3.3.16

Travões a fundo

CocoRosie, “Lemonade”, in https://www.youtube.com/watch?v=tu3EcAHdHlE
Ah, esta febre de mudança! Esta inquietação com o estabelecido, porque o estabelecido está caduco. Ah, as fontes novas de onde jorra o ouro líquido! E as vozes de um coro de crianças que, julga-se, entoam cantorias diferentes (quando afinal se trata de uma repetição). E, ah!, os planos tão embelezados com as cores enfáticas que assinalam a diferença, quase fazendo acreditar que os tempos prometidos têm uma espessura diferente dos já experimentados.

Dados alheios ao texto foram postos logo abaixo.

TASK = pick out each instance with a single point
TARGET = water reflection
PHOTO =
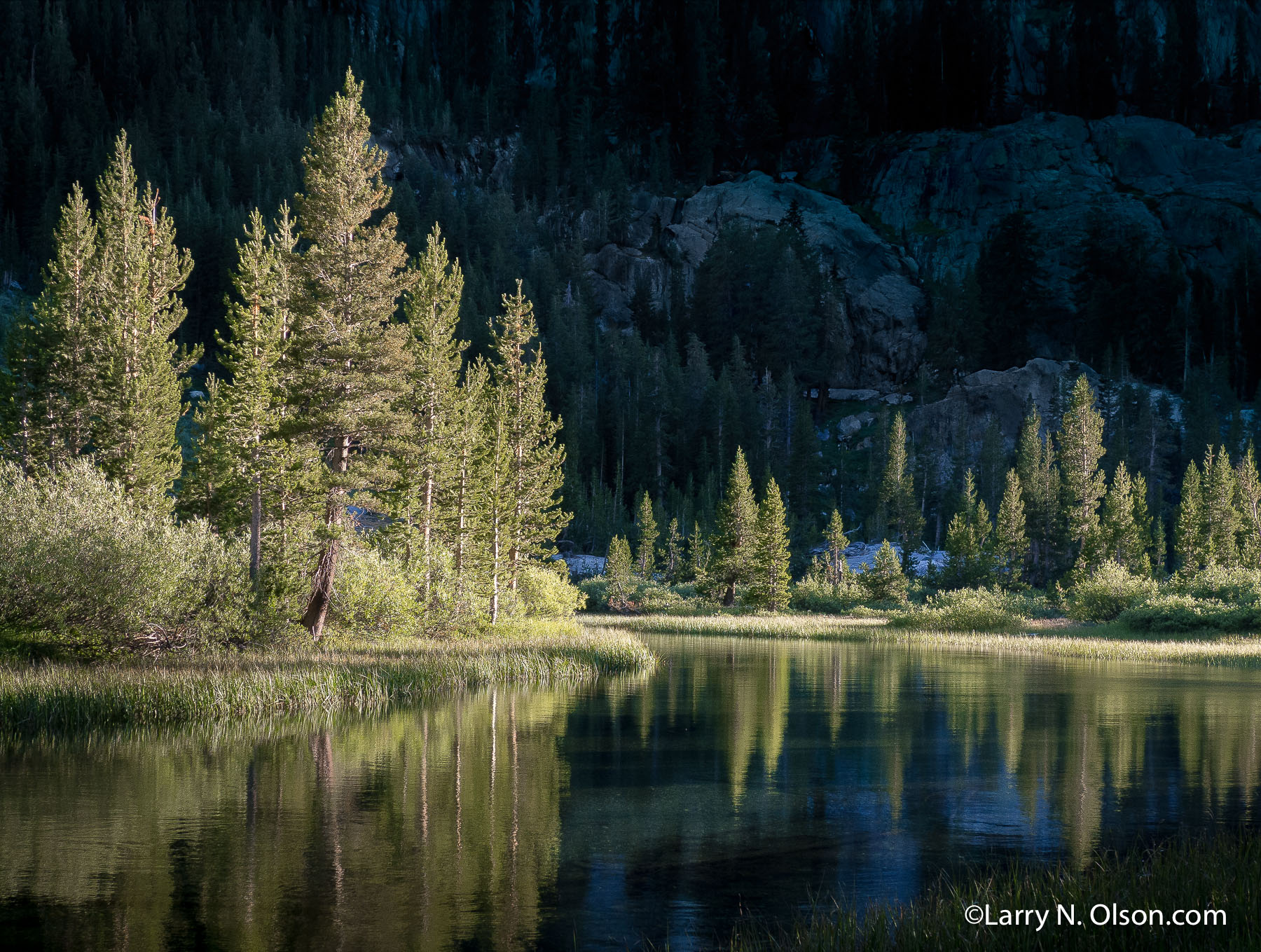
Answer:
(743, 775)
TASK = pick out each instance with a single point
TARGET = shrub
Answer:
(641, 598)
(965, 611)
(544, 591)
(1235, 586)
(1106, 593)
(884, 579)
(373, 595)
(90, 564)
(1173, 613)
(815, 593)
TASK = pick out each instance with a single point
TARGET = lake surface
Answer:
(742, 778)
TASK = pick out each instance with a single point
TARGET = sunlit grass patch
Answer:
(1046, 636)
(343, 675)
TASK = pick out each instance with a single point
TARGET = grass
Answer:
(1218, 874)
(352, 675)
(1047, 637)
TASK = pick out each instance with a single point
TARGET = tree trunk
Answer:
(326, 570)
(255, 532)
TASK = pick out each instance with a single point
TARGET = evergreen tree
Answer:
(1040, 485)
(239, 449)
(535, 455)
(50, 357)
(836, 545)
(1122, 539)
(733, 540)
(884, 579)
(1081, 448)
(1221, 516)
(425, 455)
(1250, 506)
(674, 553)
(646, 525)
(139, 275)
(618, 574)
(1191, 545)
(352, 365)
(966, 540)
(898, 492)
(698, 556)
(771, 575)
(1010, 539)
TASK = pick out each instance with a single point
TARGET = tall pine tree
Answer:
(352, 362)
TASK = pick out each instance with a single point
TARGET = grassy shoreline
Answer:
(359, 676)
(1217, 874)
(1049, 637)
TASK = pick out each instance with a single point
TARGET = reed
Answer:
(1047, 637)
(1191, 874)
(351, 675)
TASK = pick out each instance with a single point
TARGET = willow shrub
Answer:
(965, 611)
(816, 593)
(88, 564)
(1105, 593)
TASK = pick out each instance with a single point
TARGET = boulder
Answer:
(882, 296)
(1002, 395)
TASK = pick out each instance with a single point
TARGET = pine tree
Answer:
(836, 545)
(471, 488)
(771, 575)
(139, 275)
(734, 534)
(1221, 516)
(698, 556)
(618, 574)
(646, 549)
(239, 452)
(425, 455)
(1122, 539)
(1191, 545)
(966, 540)
(1040, 485)
(674, 553)
(1250, 504)
(535, 455)
(52, 359)
(898, 492)
(351, 359)
(884, 579)
(1081, 448)
(1010, 540)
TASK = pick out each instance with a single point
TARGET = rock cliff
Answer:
(882, 296)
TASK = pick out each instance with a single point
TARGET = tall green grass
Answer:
(1198, 874)
(361, 676)
(1042, 637)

Mudança de planos. Podemos estar convencidos da decadência arquipélaga e de nós sermos a imagem sumptuosa de uma ilha que se exilou da decadência. O voluntarismo fermenta outra convicção: cada um, como ilha infinitamente minúscula, têm nas mãos os mágicos poderes para congeminar a mudança, para arrematar a decadência e emoldurá-la num lugar onde se comente a arqueologia. Mas não somos nada disso. Não somos heróis, nem o tamanho que há em cada um de nós chega para incendiar a fogueira onde queremos que ardam todos os sedimentos da decadência. Metemos travões a fundo. Afinal, nem sequer importa a decadência que anotamos nos outros (sem cuidarmos de saber se ela não é também predicado nosso).
Travões a fundo. Sem pactuar com os odores fétidos, com as salas alquebradas, com as janelas pútridas, e com todos os arquitetos dos lugares e do pensamento com aversão à mudança. Deixamos o lugar do conservadorismo para os outros, sem chegarmos a perceber se também o habitamos. Não importa. Não importa. Os outros deixaram de ser matéria de relevância. O mundo lá fora, também.
Por isso metemos os travões a fundo. E aceleramos por uma estrada porventura vazia; não queremos saber se transita mais gente por esse caminho, desde que aquiescemos que nos enche as medidas e deixa o sono deitar-se numa alforrada macia. Na exata medida que metemos travões a fundo, aceleramos para o madrigálico que encontramos por dentro de nós. Aceleramos. Com critério. Umas vezes com a suavidade da aceleração discreta. Outras vezes, quando quisermos, metendo a fundo o acelerador que dá lume à vertigem necessária.